The magnitude of the fluoroquinolone problem might be greater than the numbers in the Ontario study suggest, admitted senior author Dr. Susan Richardson, head of microbiology at Toronto's Hospital for Sick Children.

That's because increasing numbers of doctors and clinics that treat sexually transmitted infections are using urine tests to diagnose gonorrhea, said Richardson, who did the work in her capacity as a consultant to the Ontario Agency for Health Protection and Promotion.

While urine tests have the advantage of speed -- the results can be available within a day and treatment can be quickly administered -- they cannot be used to see if the bacteria causing the infection are resistant to antibiotics.

Drug resistance only be determined by old-fashion culture tests, where a doctor runs a swab inside the urethra or along the cervix to pick up bacteria, if they are present.
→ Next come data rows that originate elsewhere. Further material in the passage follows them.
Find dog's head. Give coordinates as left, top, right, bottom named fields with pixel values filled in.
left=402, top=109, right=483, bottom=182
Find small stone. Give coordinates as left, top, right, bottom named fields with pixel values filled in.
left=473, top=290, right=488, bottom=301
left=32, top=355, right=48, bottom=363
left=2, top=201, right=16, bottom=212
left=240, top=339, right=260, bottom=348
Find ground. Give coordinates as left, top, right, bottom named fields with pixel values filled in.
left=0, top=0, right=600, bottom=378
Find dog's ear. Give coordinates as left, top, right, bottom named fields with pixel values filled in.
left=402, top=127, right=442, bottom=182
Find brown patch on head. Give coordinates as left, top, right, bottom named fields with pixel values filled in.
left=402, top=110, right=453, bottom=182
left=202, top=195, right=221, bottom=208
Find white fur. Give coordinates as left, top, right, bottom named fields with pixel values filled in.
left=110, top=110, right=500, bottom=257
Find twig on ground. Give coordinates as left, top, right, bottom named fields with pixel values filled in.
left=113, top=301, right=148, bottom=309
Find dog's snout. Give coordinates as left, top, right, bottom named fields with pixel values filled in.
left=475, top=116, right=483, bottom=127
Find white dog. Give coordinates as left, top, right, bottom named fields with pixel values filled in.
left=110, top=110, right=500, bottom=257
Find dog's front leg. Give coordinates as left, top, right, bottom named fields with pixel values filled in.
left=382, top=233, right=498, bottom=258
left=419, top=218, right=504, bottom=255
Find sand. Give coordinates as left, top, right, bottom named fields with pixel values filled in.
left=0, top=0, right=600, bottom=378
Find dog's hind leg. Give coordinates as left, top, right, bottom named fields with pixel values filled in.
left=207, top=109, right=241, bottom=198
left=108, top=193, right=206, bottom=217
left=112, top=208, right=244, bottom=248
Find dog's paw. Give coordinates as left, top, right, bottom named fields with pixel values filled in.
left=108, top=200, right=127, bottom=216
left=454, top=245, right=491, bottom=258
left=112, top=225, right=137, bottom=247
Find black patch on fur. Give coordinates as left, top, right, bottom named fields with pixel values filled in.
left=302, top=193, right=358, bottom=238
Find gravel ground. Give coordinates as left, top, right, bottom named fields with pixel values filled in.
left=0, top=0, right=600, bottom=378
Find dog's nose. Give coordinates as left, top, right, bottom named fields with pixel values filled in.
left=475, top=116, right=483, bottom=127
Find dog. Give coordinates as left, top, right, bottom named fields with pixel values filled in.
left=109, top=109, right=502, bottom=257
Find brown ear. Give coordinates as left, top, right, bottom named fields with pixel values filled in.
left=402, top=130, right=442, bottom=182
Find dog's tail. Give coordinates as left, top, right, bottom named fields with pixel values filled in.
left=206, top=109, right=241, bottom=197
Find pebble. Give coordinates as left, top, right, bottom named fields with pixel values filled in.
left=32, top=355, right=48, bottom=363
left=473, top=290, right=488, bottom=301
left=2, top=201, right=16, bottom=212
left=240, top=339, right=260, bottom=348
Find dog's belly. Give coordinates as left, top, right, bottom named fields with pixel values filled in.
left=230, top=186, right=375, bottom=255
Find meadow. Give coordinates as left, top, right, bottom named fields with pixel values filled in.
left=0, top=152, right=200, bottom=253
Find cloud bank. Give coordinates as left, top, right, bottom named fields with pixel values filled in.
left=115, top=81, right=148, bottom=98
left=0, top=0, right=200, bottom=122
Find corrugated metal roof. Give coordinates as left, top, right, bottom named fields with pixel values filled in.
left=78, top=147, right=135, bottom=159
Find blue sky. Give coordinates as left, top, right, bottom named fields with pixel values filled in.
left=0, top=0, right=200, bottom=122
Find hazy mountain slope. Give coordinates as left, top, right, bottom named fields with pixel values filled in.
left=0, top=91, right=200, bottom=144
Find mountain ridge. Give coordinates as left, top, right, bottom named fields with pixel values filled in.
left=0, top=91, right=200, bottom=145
The authors said the findings underscore the need for a national sentinel surveillance system that will ensure some clinics continue to test by culture. Only by having that kind of system in place will public health authorities be able to keep on top of changes in the antibiotic resistance profiles of gonorrhea bacteria circulating in the country, she said.

Dr. Tom Wong, director of community acquired infections for the Public Health Agency of Canada, said the agency is working with provincial and territorial partners to try to put together a sentinel surveillance system.

"It takes time to actually set these up, negotiating the various aspects of setting up these sites," said Wong, who is also an author on the study.

"We are very hopeful that very soon we will have some of the pilot sites up and running. But at this time we are still actually trying to get all of those logistics set up."

Dr. Michael Rekart, director of the sexually transmitted infections and HIV program at the BC Centre for Disease Control, agreed that kind of system is essential.

"We really need these sentinel surveillance places that still do culture (tests) and can still look at resistance. If they hadn't looked at this, nobody would have anticipated these high levels of resistance."

"Just looking at my own data, I would have said, `No, no. It would never get that high.' And it has," Rekart said, noting resistance levels hover around five to 10 per cent in British Columbia, which made the switch away from fluorquinolones for gonorrhea several years ago.

"It shows what we don't know. And the fact that we really have to watch these things."